Per ora, le uniche risposte arrivano dal volontariato: "L’associazione 'Lo Specchio Ritrovato', con il supporto della Circoscrizione Uno di Torino, ha aperto uno sportello di ascolto, che in pochi mesi ha già ricevuto oltre cinquanta richieste d’aiuto. Segnale inequivocabile di un problema enorme e ignorato".

La soluzione? "Sarebbero bastati 30 mila euro l’anno per garantire il servizio, una cifra ridicola rispetto al bilancio della sanità regionale". Ma la Regione Piemonte, spiegano, ha deciso di non rifinanziare la legge con fondi propri, affidandosi unicamente a un fondo nazionale già insufficiente. 

La risposta della Regione Piemonte

Di fronte alle accuse di immobilismo, la Regione Piemonte ha risposto nel corso della stessa audizione. "L’obesità deve essere riconosciuta come malattia cronica e per i disturbi alimentari ci vorrebbe un reparto ospedaliero dedicato", hanno ammesso i rappresentanti dell’assessorato. Tuttavia, sottolineano che il lavoro per rafforzare l’assistenza è già in corso. "Non siamo obesi perché mangiamo troppo, ma mangiamo troppo perché siamo obesi", ha spiegato la delegazione dell'Associazione "Rinati sotto la Mole", ribadendo la necessità di percorsi dietologici, psicologici e un follow-up completo per i pazienti.

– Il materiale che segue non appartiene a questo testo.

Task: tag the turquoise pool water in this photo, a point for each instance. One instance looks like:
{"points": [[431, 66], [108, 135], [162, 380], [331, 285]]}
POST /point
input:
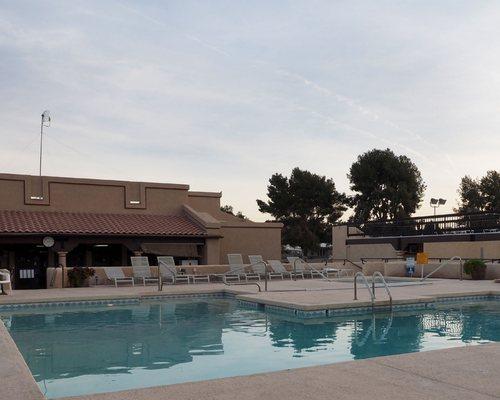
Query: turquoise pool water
{"points": [[74, 351]]}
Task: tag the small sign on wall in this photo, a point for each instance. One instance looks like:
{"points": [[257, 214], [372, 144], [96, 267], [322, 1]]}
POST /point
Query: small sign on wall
{"points": [[422, 258]]}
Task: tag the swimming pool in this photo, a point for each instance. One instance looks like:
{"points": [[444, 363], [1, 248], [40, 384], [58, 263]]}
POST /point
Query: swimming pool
{"points": [[102, 348]]}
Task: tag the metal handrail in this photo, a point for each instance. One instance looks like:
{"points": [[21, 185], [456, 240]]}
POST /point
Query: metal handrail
{"points": [[353, 263], [423, 278], [363, 277], [379, 274]]}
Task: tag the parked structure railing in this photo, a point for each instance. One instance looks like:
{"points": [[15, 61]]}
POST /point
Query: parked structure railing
{"points": [[483, 222]]}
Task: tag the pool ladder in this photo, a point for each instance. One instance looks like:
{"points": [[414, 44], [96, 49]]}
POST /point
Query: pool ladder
{"points": [[371, 290]]}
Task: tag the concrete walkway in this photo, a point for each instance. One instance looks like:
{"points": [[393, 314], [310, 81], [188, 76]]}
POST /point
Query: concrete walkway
{"points": [[453, 374], [463, 373], [309, 294]]}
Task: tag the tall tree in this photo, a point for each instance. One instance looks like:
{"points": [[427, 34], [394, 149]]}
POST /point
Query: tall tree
{"points": [[480, 194], [386, 186], [307, 204]]}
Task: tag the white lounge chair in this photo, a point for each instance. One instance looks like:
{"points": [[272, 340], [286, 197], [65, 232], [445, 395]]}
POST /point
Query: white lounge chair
{"points": [[237, 268], [168, 270], [142, 270], [5, 280], [116, 275], [257, 265], [279, 270]]}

Per quanto riguarda i disturbi del comportamento alimentare, la Regione ha confermato che "nel centro di riferimento regionale si sta valutando l’istituzione di un reparto dedicato al trattamento acuto di queste patologie". Tuttavia, ha anche precisato che "il problema principale rimane la carenza di personale specializzato, non solo negli ospedali, ma anche nei Centri di Salute Mentale".

Federico Riboldi, assessore alla Sanità (Fonte Instagram)

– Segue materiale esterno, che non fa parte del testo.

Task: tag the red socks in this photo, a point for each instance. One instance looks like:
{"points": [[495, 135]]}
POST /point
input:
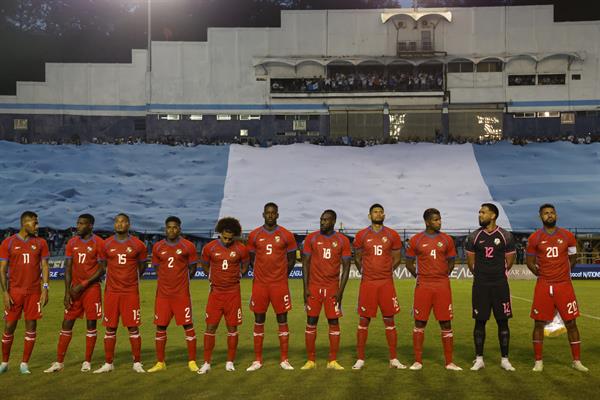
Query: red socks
{"points": [[259, 336], [310, 337], [63, 344], [284, 338], [28, 346]]}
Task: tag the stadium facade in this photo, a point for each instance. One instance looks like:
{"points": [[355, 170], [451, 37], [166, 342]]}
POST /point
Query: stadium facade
{"points": [[472, 72]]}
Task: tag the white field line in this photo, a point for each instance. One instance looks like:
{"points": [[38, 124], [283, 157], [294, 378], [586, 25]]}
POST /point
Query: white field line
{"points": [[582, 314]]}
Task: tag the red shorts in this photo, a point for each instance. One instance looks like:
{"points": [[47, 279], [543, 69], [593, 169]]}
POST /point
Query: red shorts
{"points": [[278, 294], [89, 302], [126, 305], [167, 308], [29, 304], [380, 293], [549, 297], [436, 295], [227, 304], [321, 296]]}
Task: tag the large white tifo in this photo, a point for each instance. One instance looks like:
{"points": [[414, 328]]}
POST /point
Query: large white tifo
{"points": [[304, 180]]}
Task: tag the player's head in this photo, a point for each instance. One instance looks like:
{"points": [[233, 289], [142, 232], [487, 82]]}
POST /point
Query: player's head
{"points": [[488, 214], [376, 214], [29, 222], [85, 224], [327, 222], [172, 227], [433, 219], [228, 229], [548, 215], [271, 214], [122, 223]]}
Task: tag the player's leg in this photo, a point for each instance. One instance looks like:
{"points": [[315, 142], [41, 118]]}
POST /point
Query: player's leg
{"points": [[367, 309], [388, 303], [64, 338], [333, 312], [259, 302], [502, 313], [162, 317], [279, 296], [422, 303], [7, 339], [233, 318], [32, 311]]}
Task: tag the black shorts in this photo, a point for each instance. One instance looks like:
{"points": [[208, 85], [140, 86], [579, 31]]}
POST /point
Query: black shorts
{"points": [[491, 296]]}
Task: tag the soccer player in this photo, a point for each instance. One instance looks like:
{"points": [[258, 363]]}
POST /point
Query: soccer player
{"points": [[225, 260], [22, 255], [377, 255], [126, 258], [324, 251], [434, 253], [84, 266], [490, 255], [551, 253], [175, 260], [273, 255]]}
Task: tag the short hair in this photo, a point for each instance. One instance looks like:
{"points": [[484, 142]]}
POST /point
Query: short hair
{"points": [[229, 224], [28, 214], [493, 208], [430, 212], [271, 204], [547, 205], [329, 211], [173, 218], [376, 205], [122, 215], [89, 217]]}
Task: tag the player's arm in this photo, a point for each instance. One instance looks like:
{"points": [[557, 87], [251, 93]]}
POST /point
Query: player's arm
{"points": [[343, 279], [45, 280], [4, 284], [68, 274], [291, 260], [411, 266], [306, 274], [531, 264], [396, 259], [358, 260]]}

"In Piemonte manca un reparto di lunga degenza e riabilitazione con un nucleo completo di personale", hanno riconosciuto i funzionari regionali, ma hanno anche precisato che "il percorso di attuazione della legge 10/2022 non è fermo, ma sta procedendo nei limiti delle risorse disponibili". Per quanto riguarda il finanziamento, l’assessorato ha dichiarato che "i fondi nazionali sono già stati allocati e verranno distribuiti secondo le priorità individuate dalla rete di assistenza".